In other words, Stone doesn't need this job -- or the four master's degrees and the doctorate he picked up along the way from Stanford, Pepperdine, the U.S. Naval War College, and the University of Southern California.
Compulsively curious, he speaks three foreign languages fluently: German, Spanish, and Urdu. He mastered some Navajo as a child and, on various deployments, acquired some Farsi, French, Italian, and now Arabic. He reads the Koran every morning to help him understand Iraqi culture and how best to turn insurgents and other enemies into peaceful citizens of a new Iraq, if not into genuine American friends.
Stone, who recently turned 58, is in perpetual motion. When he is not hopping on a C-130 or a chopper to visit Camp Bucca, he is meeting with General Petraeus, his boss, or with Iraqi officials to press for greater support for his detainee programs; defusing a "situation" at the Camp Cropper detention facility near Baghdad; or helping resolve a personal crisis involving a soldier.
His day begins at 5:45 with personal training -- usually a half-hour run at the gym -- and ends on his computer well after midnight at his villa adjacent to a lake near the Baghdad airport with a flurry of e-mails to fellow officers, soldiers, reporters, friends, and family. If he's lucky, there's a ten-minute catnap during the day, usually sitting up, in a chair or a chopper, between meetings.
What did Stone know about running a detention program before he was given this mission? "Absolutely nothing," he says, barely suppressing a mischievous grin. "You are totally screwed, sir," Col. Anthony Lieto remembers telling his onetime boss and longtime friend when he learned that General Petraeus had chosen Stone to command Task Force 134. This special group, composed of some 9,000 military personnel pulled from all the uniformed services and the reserves, runs the detention system.

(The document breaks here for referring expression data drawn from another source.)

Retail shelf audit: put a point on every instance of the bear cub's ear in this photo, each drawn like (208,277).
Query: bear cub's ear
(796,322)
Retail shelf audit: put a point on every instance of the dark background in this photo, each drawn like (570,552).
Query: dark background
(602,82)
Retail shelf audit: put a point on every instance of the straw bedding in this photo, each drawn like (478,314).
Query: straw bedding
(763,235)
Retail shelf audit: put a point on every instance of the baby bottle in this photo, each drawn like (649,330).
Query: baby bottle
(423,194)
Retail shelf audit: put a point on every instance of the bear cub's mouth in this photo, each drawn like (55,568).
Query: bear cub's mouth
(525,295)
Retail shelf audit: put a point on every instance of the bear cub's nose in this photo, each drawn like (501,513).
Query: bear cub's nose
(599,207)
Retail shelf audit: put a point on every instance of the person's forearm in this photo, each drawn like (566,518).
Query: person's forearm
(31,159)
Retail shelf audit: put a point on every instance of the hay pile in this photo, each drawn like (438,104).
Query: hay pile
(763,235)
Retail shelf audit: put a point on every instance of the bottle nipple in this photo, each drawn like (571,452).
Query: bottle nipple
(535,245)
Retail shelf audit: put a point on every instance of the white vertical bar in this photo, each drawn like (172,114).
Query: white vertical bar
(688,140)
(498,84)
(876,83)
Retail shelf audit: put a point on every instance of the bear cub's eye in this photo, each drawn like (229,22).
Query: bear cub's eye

But Stone immediately started studying the detention program that Gen. George W. Casey had begun overhauling after the eruption of the Abu Ghraib scandal. He also examined programs run by Saudi Arabia, Indonesia, and other states that have been battling militant Islamism. Finally he asked Colonel Lieto, with whom he'd worked closely in Afghanistan and Pakistan, to postpone his retirement and become his deputy. "Had it been anyone else but Doug Stone, I might have said no," Lieto told me.
Both men initially wondered if they had made a mistake when they arrived in Iraq a year ago last spring. Rioting among the 20,000 detainees at Camp Bucca had almost pushed the soldiers into using deadly force to reassert control. Detainees were being warehoused. And their release resulted in more deaths or injuries of American soldiers. The detention facilities themselves had become breeding grounds for militants, turning humiliated detainees into hard-core insurgents. Stone and Lieto quickly concluded that drastic changes were necessary.

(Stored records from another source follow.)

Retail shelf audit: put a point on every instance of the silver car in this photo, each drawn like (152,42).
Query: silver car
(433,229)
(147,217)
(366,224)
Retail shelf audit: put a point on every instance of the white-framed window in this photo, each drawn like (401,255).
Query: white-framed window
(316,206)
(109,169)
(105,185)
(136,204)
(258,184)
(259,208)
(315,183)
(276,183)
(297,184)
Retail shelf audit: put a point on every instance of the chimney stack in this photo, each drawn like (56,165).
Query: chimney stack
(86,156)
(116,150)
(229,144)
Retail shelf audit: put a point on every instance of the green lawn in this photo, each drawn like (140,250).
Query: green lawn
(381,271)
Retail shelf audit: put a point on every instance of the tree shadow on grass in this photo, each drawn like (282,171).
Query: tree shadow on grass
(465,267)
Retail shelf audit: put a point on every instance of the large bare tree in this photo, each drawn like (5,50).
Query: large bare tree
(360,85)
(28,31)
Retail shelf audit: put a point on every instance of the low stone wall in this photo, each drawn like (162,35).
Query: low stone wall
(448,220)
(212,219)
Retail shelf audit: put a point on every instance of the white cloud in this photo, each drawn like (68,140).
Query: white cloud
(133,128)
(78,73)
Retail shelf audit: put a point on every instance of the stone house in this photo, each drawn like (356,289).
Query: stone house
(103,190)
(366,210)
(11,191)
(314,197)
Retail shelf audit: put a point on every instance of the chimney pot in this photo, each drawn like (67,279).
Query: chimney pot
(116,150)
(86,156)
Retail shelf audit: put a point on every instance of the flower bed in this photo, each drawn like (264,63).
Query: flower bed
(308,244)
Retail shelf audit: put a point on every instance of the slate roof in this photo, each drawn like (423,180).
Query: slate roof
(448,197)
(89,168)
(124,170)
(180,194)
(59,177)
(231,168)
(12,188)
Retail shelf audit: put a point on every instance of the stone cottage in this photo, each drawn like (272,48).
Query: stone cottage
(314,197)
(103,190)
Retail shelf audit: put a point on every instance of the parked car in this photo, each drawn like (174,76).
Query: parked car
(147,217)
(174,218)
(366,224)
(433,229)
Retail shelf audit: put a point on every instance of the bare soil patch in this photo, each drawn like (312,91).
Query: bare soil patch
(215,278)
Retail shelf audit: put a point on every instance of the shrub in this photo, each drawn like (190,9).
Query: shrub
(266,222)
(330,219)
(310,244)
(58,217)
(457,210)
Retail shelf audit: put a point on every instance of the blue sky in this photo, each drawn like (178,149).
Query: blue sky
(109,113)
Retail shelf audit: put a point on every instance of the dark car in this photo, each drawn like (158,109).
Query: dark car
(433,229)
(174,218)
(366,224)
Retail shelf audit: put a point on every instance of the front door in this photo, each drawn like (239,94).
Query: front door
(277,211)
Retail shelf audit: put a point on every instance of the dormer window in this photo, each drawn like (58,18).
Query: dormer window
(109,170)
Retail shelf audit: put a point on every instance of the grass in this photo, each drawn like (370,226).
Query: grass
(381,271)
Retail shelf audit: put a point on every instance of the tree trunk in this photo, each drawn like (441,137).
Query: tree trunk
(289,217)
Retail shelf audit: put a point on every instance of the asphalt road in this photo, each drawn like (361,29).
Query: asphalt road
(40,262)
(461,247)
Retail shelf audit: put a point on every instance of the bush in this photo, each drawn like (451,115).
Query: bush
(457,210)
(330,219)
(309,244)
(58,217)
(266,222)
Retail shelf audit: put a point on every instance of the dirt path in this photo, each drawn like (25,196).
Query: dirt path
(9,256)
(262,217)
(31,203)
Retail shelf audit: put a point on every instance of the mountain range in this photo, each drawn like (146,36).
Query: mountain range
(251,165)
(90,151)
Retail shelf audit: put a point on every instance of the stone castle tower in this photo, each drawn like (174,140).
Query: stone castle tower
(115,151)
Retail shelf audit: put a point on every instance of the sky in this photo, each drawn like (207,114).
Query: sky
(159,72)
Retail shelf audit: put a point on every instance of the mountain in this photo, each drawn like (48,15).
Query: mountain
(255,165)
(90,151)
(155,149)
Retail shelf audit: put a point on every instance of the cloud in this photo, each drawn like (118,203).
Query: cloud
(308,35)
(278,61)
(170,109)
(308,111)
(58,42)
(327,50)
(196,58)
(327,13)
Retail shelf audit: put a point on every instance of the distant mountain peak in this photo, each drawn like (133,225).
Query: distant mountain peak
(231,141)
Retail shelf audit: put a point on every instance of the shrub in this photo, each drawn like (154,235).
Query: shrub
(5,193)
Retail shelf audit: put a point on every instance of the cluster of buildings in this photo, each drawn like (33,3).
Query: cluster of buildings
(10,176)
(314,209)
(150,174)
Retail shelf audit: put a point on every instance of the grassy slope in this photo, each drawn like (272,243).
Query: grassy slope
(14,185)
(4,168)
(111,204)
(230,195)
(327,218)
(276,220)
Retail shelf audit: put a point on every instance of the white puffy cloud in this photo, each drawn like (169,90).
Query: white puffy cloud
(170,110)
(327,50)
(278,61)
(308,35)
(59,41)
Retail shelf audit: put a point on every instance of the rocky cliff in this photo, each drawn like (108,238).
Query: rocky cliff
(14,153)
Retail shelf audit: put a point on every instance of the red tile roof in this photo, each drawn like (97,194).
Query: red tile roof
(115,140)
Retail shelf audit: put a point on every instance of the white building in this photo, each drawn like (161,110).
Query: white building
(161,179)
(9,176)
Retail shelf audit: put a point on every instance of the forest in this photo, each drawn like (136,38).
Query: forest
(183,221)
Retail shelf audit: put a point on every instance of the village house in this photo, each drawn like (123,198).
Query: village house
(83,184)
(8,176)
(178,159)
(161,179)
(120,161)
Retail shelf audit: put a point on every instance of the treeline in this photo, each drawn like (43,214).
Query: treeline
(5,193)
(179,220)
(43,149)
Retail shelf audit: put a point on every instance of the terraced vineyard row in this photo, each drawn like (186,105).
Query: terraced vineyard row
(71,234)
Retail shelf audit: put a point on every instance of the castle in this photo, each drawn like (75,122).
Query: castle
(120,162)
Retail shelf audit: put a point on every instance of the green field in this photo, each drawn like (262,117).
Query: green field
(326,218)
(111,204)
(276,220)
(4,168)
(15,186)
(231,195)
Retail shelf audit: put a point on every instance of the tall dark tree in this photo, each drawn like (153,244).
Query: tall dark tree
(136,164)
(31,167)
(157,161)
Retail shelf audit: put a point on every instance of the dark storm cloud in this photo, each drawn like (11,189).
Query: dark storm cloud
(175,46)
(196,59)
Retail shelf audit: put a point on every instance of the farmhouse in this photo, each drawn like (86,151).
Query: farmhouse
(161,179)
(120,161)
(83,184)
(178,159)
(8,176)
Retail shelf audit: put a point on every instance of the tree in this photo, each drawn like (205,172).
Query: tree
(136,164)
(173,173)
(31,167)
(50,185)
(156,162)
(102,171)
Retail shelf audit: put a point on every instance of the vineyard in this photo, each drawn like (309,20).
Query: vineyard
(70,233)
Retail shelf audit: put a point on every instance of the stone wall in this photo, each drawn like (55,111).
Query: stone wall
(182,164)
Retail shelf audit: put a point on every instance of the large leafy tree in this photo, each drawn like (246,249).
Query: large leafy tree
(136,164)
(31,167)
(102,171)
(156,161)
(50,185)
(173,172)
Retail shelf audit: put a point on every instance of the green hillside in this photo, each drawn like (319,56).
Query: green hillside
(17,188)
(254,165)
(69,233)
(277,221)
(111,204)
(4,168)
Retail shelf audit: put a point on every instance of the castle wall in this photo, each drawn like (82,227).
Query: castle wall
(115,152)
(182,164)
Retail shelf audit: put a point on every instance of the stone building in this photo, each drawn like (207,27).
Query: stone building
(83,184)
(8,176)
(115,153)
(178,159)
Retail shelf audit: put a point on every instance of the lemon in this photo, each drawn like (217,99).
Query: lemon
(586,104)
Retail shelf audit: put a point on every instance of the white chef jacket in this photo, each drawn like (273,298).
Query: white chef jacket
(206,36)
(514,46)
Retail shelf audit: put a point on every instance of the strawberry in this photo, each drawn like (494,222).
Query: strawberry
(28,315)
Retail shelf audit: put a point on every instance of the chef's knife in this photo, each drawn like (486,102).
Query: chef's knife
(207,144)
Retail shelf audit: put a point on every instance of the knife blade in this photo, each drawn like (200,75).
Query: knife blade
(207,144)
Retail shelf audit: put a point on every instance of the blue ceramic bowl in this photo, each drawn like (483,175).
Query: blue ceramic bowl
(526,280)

Stone says his background in business helped him tackle the challenge. "It was not unlike a turnaround of a nonperforming company," he told me. "I love problem solving and feel comfortable changing the organizations around me."
In Iraq, that meant finding a way to empower politically moderate detainees, who Stone says were the vast majority of those in custody. So after monitoring and assessing the detainees, his team began separating the hard-core Al Qaeda and other militants from the 80 percent or more who had joined the insurgency simply to feed their families or because they had been threatened into cooperating.
They also devised a system of incentives to reward detainees for "productive" behavior and instituted a pledge for detainees just before their release that they would live peacefully and respect the laws of the government of Iraq. They began paying those who volunteered to learn a skill and participate in the camp work programs the equivalent of $1.10 an hour -- a considerable sum in post-Saddam Iraq. The money is kept for the detainees in bank accounts or given to their families during visits.
"This is an Arab culture," says Stone. "It's all about business."
It's also about respect. Once the detainees trusted their American and Iraqi guards to be decent and fair, they rejected the pressure by militants to shun educational programs offered by the United States.
"Only a year ago, the TIFs [Theater Internment Facilities] were violent places that were often run by the most militant of the detainees," says Brig. Gen. Michael Nevin, who oversees them. "Now they are both predictable and peaceful. We've seen an enormous drop in violence." Many months have passed without a major incident.